While I talked to him, he kept studying me in a musing sort of way, and his face, which perhaps might have been called a hard or cold one, softened rather beautifully, I thought, as he looked at me. He did not say a word as I talked, but when I came to my experience with Burbank, he leaned across the table and watched me, almost excitedly. When I was through, he said softly:
"Down South we lynch a nigger for less than that," and one of his long hands, lying on the table, clenched.
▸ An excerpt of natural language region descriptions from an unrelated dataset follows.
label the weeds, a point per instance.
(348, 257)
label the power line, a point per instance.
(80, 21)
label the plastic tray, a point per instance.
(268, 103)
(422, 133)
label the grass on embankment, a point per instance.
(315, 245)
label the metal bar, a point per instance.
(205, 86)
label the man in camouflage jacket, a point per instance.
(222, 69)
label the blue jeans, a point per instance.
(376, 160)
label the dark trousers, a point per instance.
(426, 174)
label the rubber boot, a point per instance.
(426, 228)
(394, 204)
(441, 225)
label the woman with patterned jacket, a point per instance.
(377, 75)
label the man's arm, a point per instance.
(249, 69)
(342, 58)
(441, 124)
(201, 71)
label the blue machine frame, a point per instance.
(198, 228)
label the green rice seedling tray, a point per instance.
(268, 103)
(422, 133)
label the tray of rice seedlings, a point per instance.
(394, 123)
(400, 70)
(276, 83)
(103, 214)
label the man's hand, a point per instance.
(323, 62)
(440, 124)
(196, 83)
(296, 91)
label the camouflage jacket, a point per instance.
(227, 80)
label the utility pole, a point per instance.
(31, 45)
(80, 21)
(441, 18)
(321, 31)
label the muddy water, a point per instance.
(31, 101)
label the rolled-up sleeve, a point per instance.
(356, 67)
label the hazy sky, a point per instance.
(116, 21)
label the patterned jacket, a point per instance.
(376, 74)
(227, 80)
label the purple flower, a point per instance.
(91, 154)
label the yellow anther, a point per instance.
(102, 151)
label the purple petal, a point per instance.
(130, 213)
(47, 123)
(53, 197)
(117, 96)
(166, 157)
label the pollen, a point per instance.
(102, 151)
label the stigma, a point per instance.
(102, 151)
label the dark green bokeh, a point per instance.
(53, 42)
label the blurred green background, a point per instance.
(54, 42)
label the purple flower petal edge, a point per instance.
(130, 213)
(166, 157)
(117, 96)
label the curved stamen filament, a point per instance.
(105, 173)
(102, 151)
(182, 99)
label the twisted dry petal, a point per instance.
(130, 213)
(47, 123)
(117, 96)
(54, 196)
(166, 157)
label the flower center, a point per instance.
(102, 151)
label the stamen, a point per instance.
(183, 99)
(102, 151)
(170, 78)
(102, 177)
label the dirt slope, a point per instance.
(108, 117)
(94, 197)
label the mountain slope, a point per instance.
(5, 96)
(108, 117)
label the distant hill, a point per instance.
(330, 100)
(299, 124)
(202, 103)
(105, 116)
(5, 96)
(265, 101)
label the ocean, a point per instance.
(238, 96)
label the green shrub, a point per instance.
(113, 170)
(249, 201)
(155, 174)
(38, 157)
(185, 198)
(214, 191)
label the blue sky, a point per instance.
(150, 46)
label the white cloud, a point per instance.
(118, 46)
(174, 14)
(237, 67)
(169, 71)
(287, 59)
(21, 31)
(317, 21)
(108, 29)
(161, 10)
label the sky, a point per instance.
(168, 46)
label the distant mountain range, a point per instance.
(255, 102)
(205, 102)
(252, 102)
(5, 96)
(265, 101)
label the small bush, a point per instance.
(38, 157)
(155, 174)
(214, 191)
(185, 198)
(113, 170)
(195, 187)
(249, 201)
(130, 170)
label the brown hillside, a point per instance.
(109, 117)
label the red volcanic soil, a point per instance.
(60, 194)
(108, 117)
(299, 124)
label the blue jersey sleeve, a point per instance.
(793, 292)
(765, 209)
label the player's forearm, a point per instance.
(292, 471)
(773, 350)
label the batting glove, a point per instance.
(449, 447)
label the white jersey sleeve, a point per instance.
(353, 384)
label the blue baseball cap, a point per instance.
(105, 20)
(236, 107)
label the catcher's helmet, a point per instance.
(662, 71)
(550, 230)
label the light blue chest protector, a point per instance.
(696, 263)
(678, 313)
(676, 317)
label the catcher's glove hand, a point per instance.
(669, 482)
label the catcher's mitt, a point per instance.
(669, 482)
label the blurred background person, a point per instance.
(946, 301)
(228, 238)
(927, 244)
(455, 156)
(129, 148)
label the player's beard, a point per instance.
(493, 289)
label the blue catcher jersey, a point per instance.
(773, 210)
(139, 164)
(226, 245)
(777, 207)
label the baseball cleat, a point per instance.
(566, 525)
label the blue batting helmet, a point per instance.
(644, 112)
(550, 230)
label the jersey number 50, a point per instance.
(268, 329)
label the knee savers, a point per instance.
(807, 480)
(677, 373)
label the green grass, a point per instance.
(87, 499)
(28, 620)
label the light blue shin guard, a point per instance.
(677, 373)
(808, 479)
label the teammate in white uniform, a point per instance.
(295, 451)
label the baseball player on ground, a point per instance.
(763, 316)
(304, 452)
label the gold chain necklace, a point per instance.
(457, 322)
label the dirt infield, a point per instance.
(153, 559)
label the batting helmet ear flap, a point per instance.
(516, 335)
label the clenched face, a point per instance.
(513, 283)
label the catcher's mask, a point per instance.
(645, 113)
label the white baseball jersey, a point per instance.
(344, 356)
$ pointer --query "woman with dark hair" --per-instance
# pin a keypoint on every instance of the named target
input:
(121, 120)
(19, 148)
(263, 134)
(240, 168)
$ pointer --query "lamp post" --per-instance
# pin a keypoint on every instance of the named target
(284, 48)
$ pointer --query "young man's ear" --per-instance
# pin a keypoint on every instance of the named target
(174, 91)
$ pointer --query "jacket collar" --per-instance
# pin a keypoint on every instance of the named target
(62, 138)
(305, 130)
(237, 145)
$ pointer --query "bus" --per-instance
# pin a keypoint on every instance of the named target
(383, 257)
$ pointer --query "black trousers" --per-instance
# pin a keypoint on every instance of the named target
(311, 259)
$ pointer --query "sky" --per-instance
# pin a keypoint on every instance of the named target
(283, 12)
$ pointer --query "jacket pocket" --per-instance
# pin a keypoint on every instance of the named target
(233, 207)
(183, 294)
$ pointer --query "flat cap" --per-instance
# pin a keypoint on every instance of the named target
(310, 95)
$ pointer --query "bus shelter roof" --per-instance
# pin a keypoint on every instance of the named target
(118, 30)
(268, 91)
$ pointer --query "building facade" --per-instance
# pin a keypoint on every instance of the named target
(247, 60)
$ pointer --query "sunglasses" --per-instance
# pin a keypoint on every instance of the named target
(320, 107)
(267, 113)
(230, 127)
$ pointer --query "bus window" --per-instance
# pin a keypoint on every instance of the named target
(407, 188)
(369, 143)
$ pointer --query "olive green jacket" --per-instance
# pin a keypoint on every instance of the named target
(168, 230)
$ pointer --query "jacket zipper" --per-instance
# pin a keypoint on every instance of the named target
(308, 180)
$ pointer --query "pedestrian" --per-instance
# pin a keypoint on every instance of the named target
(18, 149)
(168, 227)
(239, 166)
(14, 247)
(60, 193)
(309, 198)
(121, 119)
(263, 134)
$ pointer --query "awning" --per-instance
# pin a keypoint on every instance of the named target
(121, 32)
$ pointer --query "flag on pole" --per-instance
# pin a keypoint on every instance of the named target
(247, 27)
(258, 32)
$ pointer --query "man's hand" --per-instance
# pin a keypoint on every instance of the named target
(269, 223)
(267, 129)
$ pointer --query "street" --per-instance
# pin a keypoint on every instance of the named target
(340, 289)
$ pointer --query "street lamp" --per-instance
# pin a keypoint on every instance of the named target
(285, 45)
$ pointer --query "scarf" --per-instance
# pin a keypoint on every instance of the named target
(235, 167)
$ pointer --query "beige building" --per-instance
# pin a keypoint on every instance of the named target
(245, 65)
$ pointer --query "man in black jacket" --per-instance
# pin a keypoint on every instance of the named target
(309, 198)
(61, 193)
Although we were now through dinner, and I had finished my story, he made no move to leave the table, but sat there watching me and smoking, with neither of us saying anything. Finally I thought to myself:
"I suppose he is thinking of me as Mr. Campbell and Sir Henry Drake and other people have—as something queer and amusing, and perhaps he is laughing inside at me." I regretted that I had told him about myself one minute, and the next I was glad that I had. Then suddenly I had an eloquent desire to prove to him that really there was a great deal more to me than he supposed. Down in my heart there was the deep-rooted conviction, which nothing in the world could shake, that I was one of the exceptional human beings of the world, that I was destined to do things worth while. People were going to hear of me some day. I was not one of the commonplace creatures of the earth, and I intended to prove that vividly to the world. But at that particular moment my one desire was to prove it to this man, this stranger with the brooding, weary face. So at last, awkwardly and timidly, and blushing to my temples and ears, and daring scarcely to look at him, I said:
"If you like, I'll read you one of my poems."
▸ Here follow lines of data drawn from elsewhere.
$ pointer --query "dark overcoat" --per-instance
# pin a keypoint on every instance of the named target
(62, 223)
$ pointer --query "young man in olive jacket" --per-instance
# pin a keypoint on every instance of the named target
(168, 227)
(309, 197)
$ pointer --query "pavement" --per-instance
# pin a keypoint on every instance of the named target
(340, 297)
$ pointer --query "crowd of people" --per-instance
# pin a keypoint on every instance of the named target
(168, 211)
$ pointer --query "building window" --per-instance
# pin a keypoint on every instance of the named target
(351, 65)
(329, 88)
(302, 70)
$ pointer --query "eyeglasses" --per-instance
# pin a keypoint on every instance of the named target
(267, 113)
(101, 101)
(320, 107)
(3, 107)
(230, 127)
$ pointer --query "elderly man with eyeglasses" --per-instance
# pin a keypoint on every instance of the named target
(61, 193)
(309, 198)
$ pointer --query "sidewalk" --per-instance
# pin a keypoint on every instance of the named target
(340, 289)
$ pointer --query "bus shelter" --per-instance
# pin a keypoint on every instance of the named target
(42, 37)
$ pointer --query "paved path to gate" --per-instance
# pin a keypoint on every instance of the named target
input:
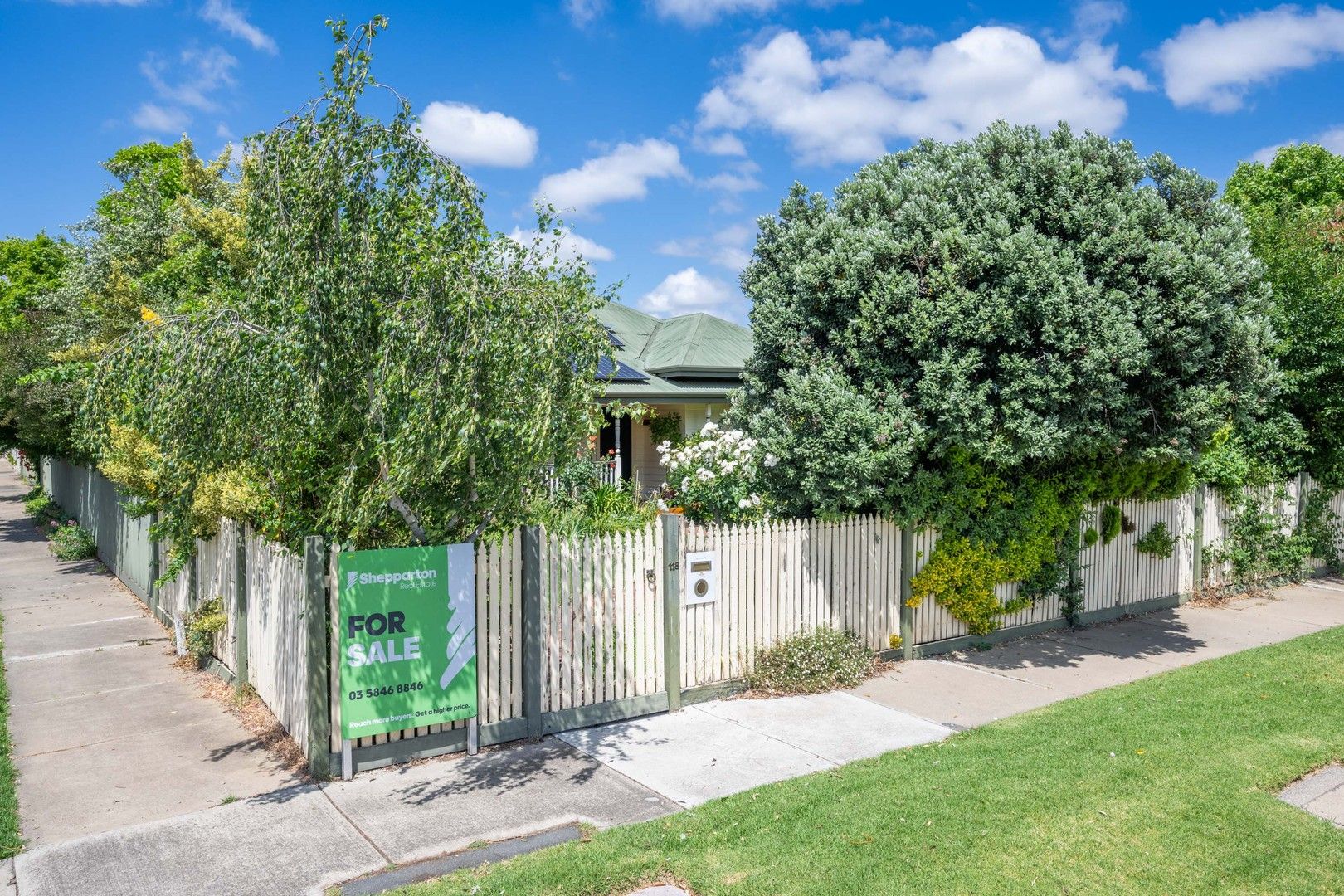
(723, 747)
(106, 731)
The gravity of his face softened. He started to smile, and then he said very gravely:
"So you write poetry, do you?"
I nodded.
"Go ahead," he said.
I dipped into my pocket-book, and brought forth my last effusion. As I read, he brought his hand to his face, shading it in such a way that I could not see it, and when I had finished, he was silent for so long that I did not know whether I had made an impression upon him or whether he was amused, as most people were when I read my poems to them. I tremblingly folded my paper and replaced it in my bag; then I waited for him to speak. After a while he took his hand down. His face was still grave, but away back in his eyes there was the kindliest gleam of interest. I felt happy and warmed by that look. Then he said something that sent my heart thudding down low again.